“I joined the company 17 years ago as a modern apprentice and now I work as Company Operations Manager”, says Jim Carter of Rugby-based company, Apex Stainless Fasteners.
Since opening in 1991, the firm has become one of Europe’s leading suppliers of stainless steel fasteners providing everything from bolts for motorway bridges to screws for the automotive industry.
The firm prides itself on a worldwide reputation for its product range, excellent service and specialist support and much of that is down to its staff.
“The business has grown significantly and apprentices have played a key role in our success,” says Jim, who firmly believes employee development results in a motivated workforce and increased productivity.
Having risen through the ranks himself, Jim is committed to Apex’s tradition of growing its own talent. Apex currently has two apprentices in training and a further ten members of staff who have completed apprenticeships and continue to progress within the company.
“Apprenticeships have had a bad rap and for too long they have been seen as cheap labour,” says Jim. “Here at Apex we see apprentices as an investment and we pay ours a fair wage, provide training and instil a work ethic for the future.”
Jim is also keen to point out the equal treatment and value placed on apprentices. “We don’t hang a label around our apprentices’ necks, they are part of the team from the beginning.”
Apex’s apprenticeship success is also owed to a strong working relationship with training provider Heart of England, who help the company to find good candidates for apprenticeship roles as well as co-ordinating NVQ qualifications, assessment and training.
One of Apex’s newest recruits is 17-year-old Michael Westley, who started his sales apprenticeship a few months ago after leaving school last year. As well as receiving on the job training, Michael is working towards an NVQ in Business Administration.
“I wanted to start learning for myself in the workplace rather than being stuck in a classroom and I am really glad I chose an apprenticeship,” says Michael of taking on his role.
“There is a lot to learn and every day is different. The biggest challenge was learning hundreds of codes for products but now I am able to select and check all the items for our orders. One of the things I enjoy the most is speaking to our customers from around the UK, who might be from Cornwall, Scotland or Wales.”
Michael says he would recommend apprenticeships to other young people. “I’d say go for it and get the experience while earning your own money. I’ve been lucky because everyone, in the sales team and the warehouse will always help me.”
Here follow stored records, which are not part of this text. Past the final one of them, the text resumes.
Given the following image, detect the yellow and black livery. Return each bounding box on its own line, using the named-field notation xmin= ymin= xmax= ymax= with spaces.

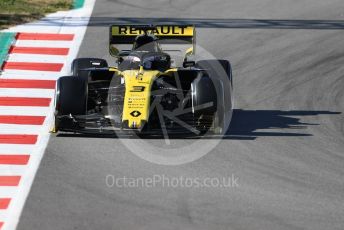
xmin=54 ymin=24 xmax=233 ymax=135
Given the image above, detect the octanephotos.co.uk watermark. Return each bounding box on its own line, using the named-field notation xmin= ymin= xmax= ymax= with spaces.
xmin=106 ymin=174 xmax=239 ymax=188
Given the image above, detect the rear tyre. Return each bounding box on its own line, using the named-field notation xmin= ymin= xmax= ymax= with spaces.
xmin=54 ymin=76 xmax=88 ymax=131
xmin=72 ymin=58 xmax=108 ymax=79
xmin=196 ymin=59 xmax=232 ymax=86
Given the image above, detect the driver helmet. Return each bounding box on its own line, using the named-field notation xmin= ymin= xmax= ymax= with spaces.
xmin=133 ymin=34 xmax=160 ymax=52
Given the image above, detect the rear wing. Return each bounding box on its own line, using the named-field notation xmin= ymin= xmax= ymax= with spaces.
xmin=109 ymin=25 xmax=195 ymax=64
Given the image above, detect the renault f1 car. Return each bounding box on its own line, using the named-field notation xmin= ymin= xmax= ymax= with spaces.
xmin=53 ymin=25 xmax=233 ymax=135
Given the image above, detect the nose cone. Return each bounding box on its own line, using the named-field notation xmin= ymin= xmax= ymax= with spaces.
xmin=121 ymin=70 xmax=159 ymax=129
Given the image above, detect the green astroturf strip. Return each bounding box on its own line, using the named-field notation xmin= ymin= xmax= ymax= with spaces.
xmin=73 ymin=0 xmax=85 ymax=9
xmin=0 ymin=32 xmax=16 ymax=69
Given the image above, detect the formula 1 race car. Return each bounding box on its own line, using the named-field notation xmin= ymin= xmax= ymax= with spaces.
xmin=53 ymin=25 xmax=233 ymax=135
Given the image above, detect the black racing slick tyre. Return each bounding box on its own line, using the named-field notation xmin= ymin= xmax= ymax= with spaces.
xmin=72 ymin=58 xmax=108 ymax=79
xmin=54 ymin=76 xmax=88 ymax=131
xmin=196 ymin=59 xmax=233 ymax=135
xmin=196 ymin=59 xmax=232 ymax=87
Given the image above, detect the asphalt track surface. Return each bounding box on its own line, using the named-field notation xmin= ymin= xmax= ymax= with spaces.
xmin=18 ymin=0 xmax=344 ymax=230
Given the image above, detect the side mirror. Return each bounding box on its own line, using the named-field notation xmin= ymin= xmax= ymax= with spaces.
xmin=109 ymin=45 xmax=119 ymax=56
xmin=118 ymin=50 xmax=131 ymax=57
xmin=183 ymin=61 xmax=196 ymax=68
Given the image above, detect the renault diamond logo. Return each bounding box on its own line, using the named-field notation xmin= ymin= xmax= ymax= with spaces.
xmin=130 ymin=110 xmax=141 ymax=117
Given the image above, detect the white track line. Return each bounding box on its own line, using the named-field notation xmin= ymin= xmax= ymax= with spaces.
xmin=0 ymin=166 xmax=27 ymax=176
xmin=0 ymin=124 xmax=44 ymax=135
xmin=15 ymin=40 xmax=73 ymax=48
xmin=0 ymin=145 xmax=37 ymax=155
xmin=7 ymin=54 xmax=68 ymax=63
xmin=0 ymin=106 xmax=51 ymax=116
xmin=0 ymin=188 xmax=17 ymax=199
xmin=0 ymin=88 xmax=54 ymax=98
xmin=1 ymin=71 xmax=65 ymax=79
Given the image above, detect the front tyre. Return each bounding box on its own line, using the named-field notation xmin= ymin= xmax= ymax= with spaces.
xmin=196 ymin=59 xmax=233 ymax=135
xmin=54 ymin=76 xmax=88 ymax=131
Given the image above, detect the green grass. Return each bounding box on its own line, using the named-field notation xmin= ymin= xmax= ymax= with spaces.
xmin=0 ymin=0 xmax=73 ymax=30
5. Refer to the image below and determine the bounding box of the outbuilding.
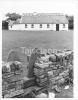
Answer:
[9,13,68,31]
[2,21,8,30]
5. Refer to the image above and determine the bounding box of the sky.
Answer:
[0,0,78,20]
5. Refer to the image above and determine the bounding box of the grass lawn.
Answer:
[2,30,73,61]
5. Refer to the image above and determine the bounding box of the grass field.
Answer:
[2,30,73,61]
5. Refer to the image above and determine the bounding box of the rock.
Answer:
[28,48,41,78]
[64,85,69,89]
[49,54,56,62]
[22,77,35,89]
[36,93,48,98]
[48,92,55,98]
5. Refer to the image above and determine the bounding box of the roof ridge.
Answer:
[22,13,64,17]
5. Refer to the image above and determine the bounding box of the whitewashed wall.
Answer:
[9,23,68,31]
[59,24,68,31]
[51,24,56,31]
[9,24,56,31]
[9,24,25,30]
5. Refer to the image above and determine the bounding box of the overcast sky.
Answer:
[0,0,77,20]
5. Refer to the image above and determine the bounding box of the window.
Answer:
[31,24,34,28]
[63,24,65,28]
[25,24,27,28]
[47,24,49,28]
[11,26,12,28]
[40,24,42,28]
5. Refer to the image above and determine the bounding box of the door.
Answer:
[56,24,59,31]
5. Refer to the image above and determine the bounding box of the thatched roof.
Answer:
[20,13,68,24]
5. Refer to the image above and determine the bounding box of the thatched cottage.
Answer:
[9,13,68,31]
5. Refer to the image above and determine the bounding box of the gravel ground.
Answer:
[55,85,73,98]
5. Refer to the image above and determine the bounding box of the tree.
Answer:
[66,15,74,29]
[6,13,21,21]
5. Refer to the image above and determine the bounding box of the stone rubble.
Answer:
[2,48,73,98]
[33,49,73,91]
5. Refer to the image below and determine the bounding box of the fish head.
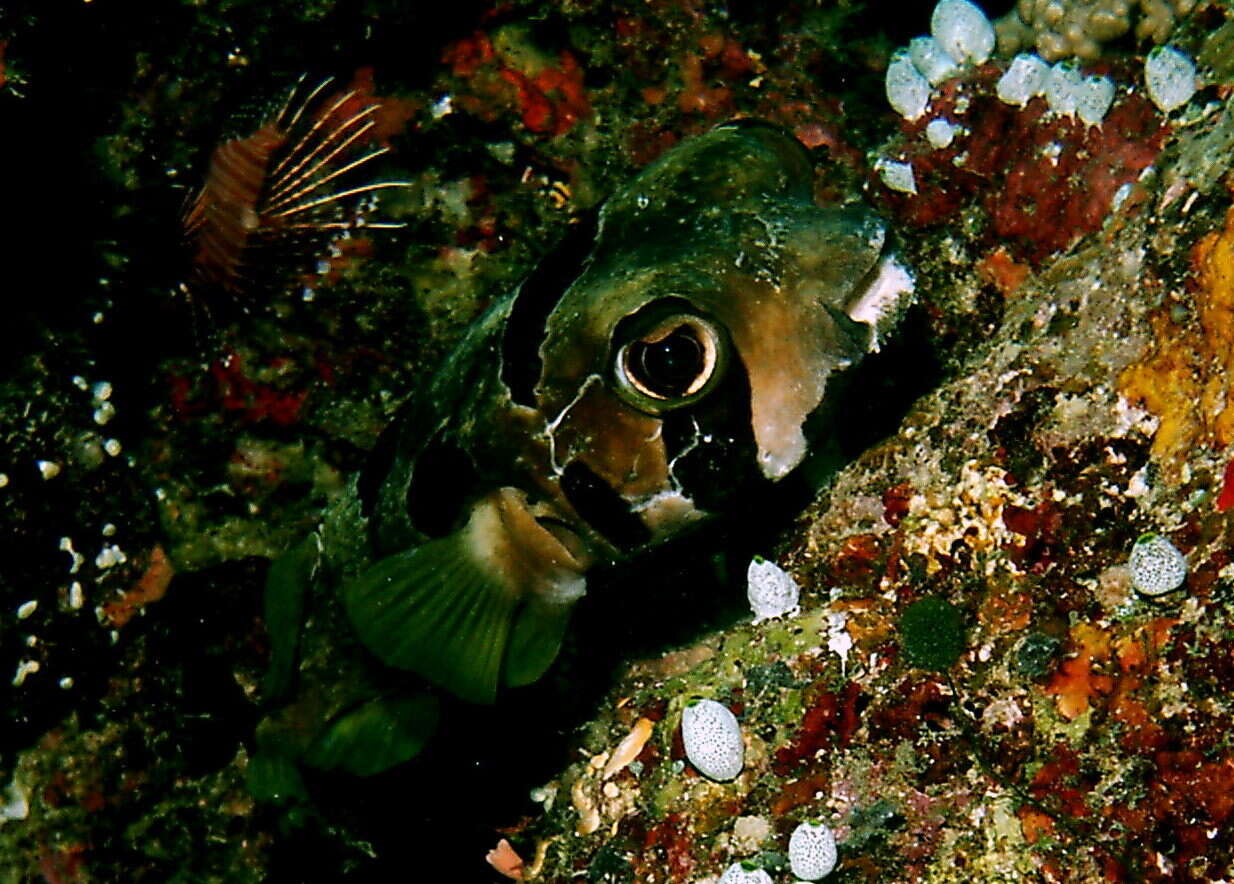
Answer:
[534,121,912,550]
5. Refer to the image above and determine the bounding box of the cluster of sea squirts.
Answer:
[873,0,1200,265]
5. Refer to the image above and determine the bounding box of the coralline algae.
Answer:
[681,698,744,781]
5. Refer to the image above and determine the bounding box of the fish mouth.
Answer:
[845,244,916,353]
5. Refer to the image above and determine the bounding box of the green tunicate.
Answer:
[1016,631,1062,678]
[845,799,901,850]
[898,597,966,671]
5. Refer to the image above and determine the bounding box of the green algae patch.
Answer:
[899,597,966,671]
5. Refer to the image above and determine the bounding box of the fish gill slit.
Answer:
[499,213,600,406]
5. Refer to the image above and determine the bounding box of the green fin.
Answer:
[303,694,440,777]
[262,533,322,704]
[340,536,519,704]
[504,601,573,688]
[247,750,309,805]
One person who helps Michael is Dean Foulds, a Sales Executive, who started as an apprentice eight years ago. Dean says, “I couldn’t fault the help that I received when I started my apprenticeship. In fact, the Managing Director trained me when I started and was always there for support.”
And for any other businesses who are considering an apprenticeship, Operations Manager Jim concludes, “Don’t be frightened of apprentices and make sure you see them as staff members. They may not be 100% work ready to begin with but if you invest in them, communicate with them and train them your way they will be a great asset to the company.”